The “self-sustaining” part mattered. In a siege, the mana supply became a bottleneck. A ward that fed itself from intruders turned the enemy into fuel. That was the kind of cruelty Ludwig respected because it was effective.
“How come?” Damra asked.
“One of its main sources of magic is the people who wander around. Its goal is to absorb a portion of their mana without them knowing, and it uses it to further empower itself.”
Ludwig tapped a section of the booklet where the diagram showed flow arrows, mana in, mana stored, mana redirected. He could almost see it operating: strangers feel a tug, a fog in the head, a step taken wrong, a loop walked twice, and all the while the ward quietly drinks.

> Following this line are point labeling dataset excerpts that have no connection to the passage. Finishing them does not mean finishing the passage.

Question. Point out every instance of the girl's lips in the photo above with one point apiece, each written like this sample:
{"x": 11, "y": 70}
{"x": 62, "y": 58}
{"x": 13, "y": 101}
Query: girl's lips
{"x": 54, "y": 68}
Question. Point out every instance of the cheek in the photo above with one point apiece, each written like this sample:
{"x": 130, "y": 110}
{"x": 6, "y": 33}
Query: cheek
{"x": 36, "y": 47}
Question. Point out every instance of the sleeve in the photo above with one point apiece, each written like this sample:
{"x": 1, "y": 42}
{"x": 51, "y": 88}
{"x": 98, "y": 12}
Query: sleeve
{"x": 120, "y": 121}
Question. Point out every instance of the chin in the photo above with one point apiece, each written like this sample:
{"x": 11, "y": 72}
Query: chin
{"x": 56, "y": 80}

“And has it stopped working?”
“Not completely. I didn’t sense it when I got here, but I think I understand why it isn’t functioning properly.”
Damra’s expression tightened. If the ward was weakened, then the safe lands weren’t just threatened by the Red King’s army. They were threatened by their own failing shield.

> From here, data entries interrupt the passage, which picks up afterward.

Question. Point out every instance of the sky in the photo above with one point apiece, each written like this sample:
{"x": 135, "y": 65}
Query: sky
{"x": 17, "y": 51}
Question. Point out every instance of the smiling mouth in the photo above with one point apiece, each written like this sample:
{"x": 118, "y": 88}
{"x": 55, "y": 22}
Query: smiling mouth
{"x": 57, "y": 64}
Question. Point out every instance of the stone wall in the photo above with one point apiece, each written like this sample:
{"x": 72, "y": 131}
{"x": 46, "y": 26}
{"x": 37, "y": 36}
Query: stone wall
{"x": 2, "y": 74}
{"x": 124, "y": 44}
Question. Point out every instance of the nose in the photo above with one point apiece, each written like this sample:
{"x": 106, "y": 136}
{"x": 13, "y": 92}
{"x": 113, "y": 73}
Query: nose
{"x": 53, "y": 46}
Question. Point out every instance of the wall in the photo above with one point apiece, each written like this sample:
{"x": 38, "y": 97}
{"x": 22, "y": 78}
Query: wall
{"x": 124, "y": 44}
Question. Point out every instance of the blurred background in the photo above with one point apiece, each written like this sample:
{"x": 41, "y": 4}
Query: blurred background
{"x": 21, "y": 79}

“And what might be the case?” Damra asked.
“When did the revival of beings that died on the mountain stop?”
“Hmm, around when that naked Orc attacked us.”
“No wonder,” Ludwig said, “I think that he’s the reason for the effigies. That’s what’s weakening the barrier. Unfortunately, I have no idea how to get rid of them. Those vines that grow from the mountain…” Ludwig sighed.
The effigies weren’t just corpses. They were mana sinks. Or worse, mana anchors feeding something else. If the ward relied on wanderers to provide energy and the mountain was now keeping those wanderers in vine prisons instead of letting cycles reset them, then the ward’s ecosystem was broken.
A parasite had hijacked the system.
“Let’s focus on what we can do,” Damra said.
He said it like a man cutting away panic before it spread. Worrying about things you couldn’t fix was luxury. They had one day.
“You’re right, and so far I see one way we can win this war,” Ludwig said.
His finger hovered above the map without touching yet, tracing routes in the air, where an army would march, where it would bottleneck, where the fogline would eat it if forced to fight at night.
“And what might that be?” Damra asked.
Ludwig placed his finger on the map, “We’ll need to get this place under control first.”